My configuration is:
cluster.name: elasticsearch
node.name: jd-elk-01
path.data: "/var/lib/elasticsearch"
path.logs: "/var/log/elasticsearch"
discovery.zen.ping.unicast.hosts: []
network.host: 0.0.0.0
xpack.security.enabled: true
xpack.security.transport.ssl.enabled: true
xpack.security.transport.ssl.verification_mode: certificate
xpack.security.transport.ssl.client_authentication: required
xpack.security.transport.ssl.keystore.path: elastic-certificates.p12
xpack.security.transport.ssl.truststore.path: elastic-certificates.p12
xpack.security.http.ssl.verification_mode: certificate
xpack.security.http.ssl.keystore.path: elastic-certificates.p12
xpack.security.http.ssl.truststore.path: elastic-certificates.p12
cluster.initial_master_nodes: jd-elk-01
I have no pass on the ca or the p12
However I get this error:
org.elasticsearch.bootstrap.StartupException: ElasticsearchSecurityException[failed to load SSL configuration [xpack.security.transport.ssl]]; nested: ElasticsearchException[failed to initialize SSL TrustManager]; nested: IOException[parseAlgParameters failed: ObjectIdentifier() -- data isn't an object ID (tag = 48)]; nested: IOException[ObjectIdentifier() -- data isn't an object ID (tag = 48)];
at org.elasticsearch.bootstrap.Elasticsearch.init(Elasticsearch.java:171) ~[elasticsearch-7.15.0.jar:7.15.0]

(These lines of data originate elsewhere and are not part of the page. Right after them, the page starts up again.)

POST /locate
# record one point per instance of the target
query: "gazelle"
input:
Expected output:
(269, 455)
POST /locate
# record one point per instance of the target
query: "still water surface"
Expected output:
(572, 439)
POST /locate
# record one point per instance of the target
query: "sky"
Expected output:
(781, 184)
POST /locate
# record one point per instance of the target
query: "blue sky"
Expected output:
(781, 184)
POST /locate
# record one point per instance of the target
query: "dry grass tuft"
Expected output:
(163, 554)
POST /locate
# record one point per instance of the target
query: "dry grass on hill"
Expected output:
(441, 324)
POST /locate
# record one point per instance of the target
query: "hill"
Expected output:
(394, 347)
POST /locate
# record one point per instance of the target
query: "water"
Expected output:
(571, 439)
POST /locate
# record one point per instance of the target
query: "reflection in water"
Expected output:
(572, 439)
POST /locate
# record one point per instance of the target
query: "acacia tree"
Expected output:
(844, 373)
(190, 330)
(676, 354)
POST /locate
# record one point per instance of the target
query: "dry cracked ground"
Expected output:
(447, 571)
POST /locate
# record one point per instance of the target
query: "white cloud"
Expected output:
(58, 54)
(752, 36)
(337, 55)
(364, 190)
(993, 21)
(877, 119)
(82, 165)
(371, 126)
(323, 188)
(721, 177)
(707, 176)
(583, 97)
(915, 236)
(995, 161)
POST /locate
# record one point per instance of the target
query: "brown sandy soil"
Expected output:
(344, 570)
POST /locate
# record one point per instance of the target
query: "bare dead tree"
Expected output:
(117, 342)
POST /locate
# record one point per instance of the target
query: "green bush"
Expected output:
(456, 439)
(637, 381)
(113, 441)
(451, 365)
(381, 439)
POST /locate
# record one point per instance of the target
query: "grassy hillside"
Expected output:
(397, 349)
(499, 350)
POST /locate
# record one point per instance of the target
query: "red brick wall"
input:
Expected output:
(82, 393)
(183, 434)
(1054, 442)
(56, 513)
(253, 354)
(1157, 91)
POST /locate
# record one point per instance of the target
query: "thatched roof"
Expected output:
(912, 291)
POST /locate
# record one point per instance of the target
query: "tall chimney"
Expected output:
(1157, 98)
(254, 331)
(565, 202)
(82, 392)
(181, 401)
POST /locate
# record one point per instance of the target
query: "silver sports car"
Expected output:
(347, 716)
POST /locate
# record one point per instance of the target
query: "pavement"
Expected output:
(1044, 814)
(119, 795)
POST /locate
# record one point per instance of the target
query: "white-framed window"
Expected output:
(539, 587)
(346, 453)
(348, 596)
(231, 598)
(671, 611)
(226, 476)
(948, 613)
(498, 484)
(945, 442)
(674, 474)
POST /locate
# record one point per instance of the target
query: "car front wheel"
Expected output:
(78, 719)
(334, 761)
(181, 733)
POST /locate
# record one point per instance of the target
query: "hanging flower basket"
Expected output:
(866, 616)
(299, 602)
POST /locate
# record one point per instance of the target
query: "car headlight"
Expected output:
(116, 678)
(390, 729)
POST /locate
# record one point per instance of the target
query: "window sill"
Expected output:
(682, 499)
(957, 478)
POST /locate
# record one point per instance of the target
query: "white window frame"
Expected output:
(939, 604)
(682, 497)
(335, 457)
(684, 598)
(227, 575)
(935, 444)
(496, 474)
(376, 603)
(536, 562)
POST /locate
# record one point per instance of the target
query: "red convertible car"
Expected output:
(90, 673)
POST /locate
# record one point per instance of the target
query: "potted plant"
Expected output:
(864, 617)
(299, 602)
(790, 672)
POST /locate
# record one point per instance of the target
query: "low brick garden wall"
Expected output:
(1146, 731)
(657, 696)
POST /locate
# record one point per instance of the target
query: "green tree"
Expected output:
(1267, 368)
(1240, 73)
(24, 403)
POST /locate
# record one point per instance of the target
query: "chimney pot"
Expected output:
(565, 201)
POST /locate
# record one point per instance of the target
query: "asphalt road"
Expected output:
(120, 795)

at org.elasticsearch.bootstrap.Elasticsearch.execute(Elasticsearch.java:158) ~[elasticsearch-7.15.0.jar:7.15.0]
at org.elasticsearch.cli.EnvironmentAwareCommand.execute(EnvironmentAwareCommand.java:75) ~[elasticsearch-7.15.0.jar:7.15.0]
at org.elasticsearch.cli.Command.mainWithoutErrorHandling(Command.java:114) ~[elasticsearch-cli-7.15.0.jar:7.15.0]
at org.elasticsearch.cli.Command.main(Command.java:79) ~[elasticsearch-cli-7.15.0.jar:7.15.0]
at org.elasticsearch.bootstrap.Elasticsearch.main(Elasticsearch.java:123) ~[elasticsearch-7.15.0.jar:7.15.0]
at org.elasticsearch.bootstrap.Elasticsearch.main(Elasticsearch.java:81) ~[elasticsearch-7.15.0.jar:7.15.0]
Caused by: org.elasticsearch.ElasticsearchSecurityException: failed to load SSL configuration [xpack.security.transport.ssl]
at org.elasticsearch.xpack.core.ssl.SSLService.lambda$loadSSLConfigurations$5(SSLService.java:530) ~[?:?]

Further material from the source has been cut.